Payward, empresa-mãe da Kraken, adere ao Projeto Glasswing da Anthropic para reforço da segurança
Fonte: CoinDesk·Publicado em 17/08/2026 às 23:05

A Payward, empresa-mãe da exchange de criptomoedas Kraken, aderiu ao Projeto Glasswing da Anthropic, garantindo acesso ao Claude Mythos 5, um modelo de inteligência artificial concebido especificamente para detetar e resolver falhas de segurança em software. De acordo com a CoinDesk, a companhia sediada no Wyoming anunciou segunda-feira que pretende implementar o Mythos 5 nos seus sistemas nas próximas semanas, integrando os resultados no programa de segurança já existente.

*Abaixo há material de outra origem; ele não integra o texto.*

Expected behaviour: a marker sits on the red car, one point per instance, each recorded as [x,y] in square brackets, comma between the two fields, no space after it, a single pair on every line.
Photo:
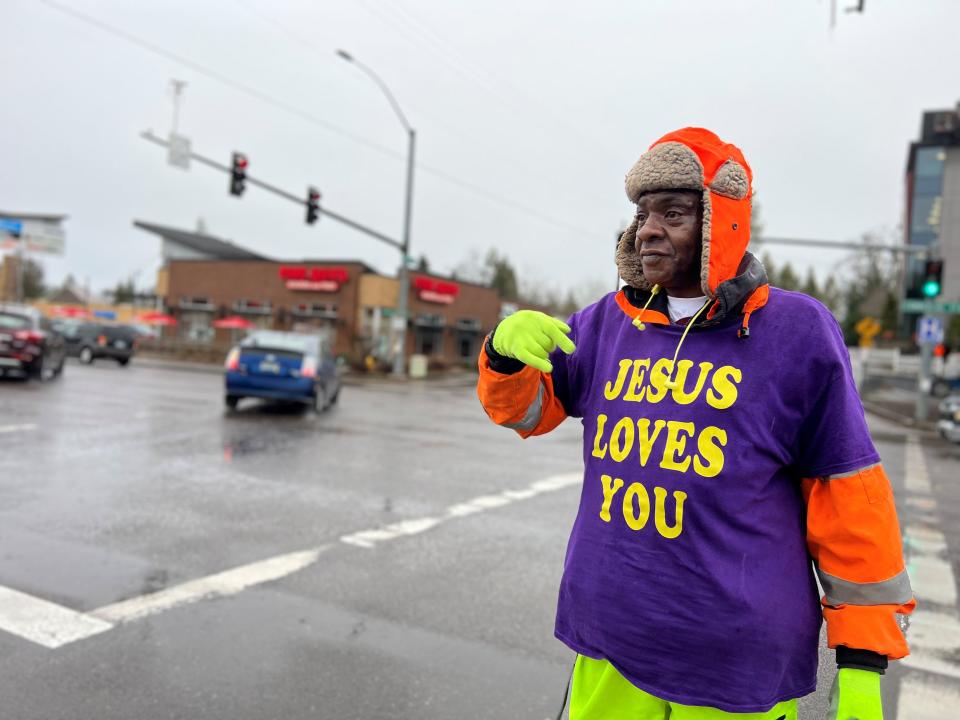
[29,346]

O Projeto Glasswing representa uma iniciativa da Anthropic que disponibiliza modelos de IA de fronteira restritos a empresas selecionadas, com o objetivo de proteger software crítico e infraestruturas contra ameaças cibernéticas. A lista de participantes já inclui gigantes tecnológicos como Amazon Web Services, Apple, Google e Microsoft, bem como instituições financeiras do calibre do JPMorgan Chase.
Além de utilizar a ferramenta internamente, a Payward comprometeu-se a partilhar vulnerabilidades encontradas em software de código aberto de terceiros com os respetivos responsáveis pelos projetos. A adesão surge depois de o governo norte-americano ter tornado o Mythos 5 disponível para organizações dos Estados Unidos que operam e defendem infraestruturas críticas.
A Anthropic lançou o Projeto Glasswing em abril de 2026 e desde então tem expandido a iniciativa a organizações dos setores tecnológico e financeiro. O Claude Mythos 5 é o modelo mais avançado da Anthropic para cibersegurança defensiva, desenvolvido para analisar código em grande escala, identificar vulnerabilidades e auxiliar programadores na sua correção. O acesso tem sido inicialmente limitado a entidades que operam ou defendem infraestruturas críticas, enquanto a empresa trabalha em salvaguardas para uma disponibilização mais alargada.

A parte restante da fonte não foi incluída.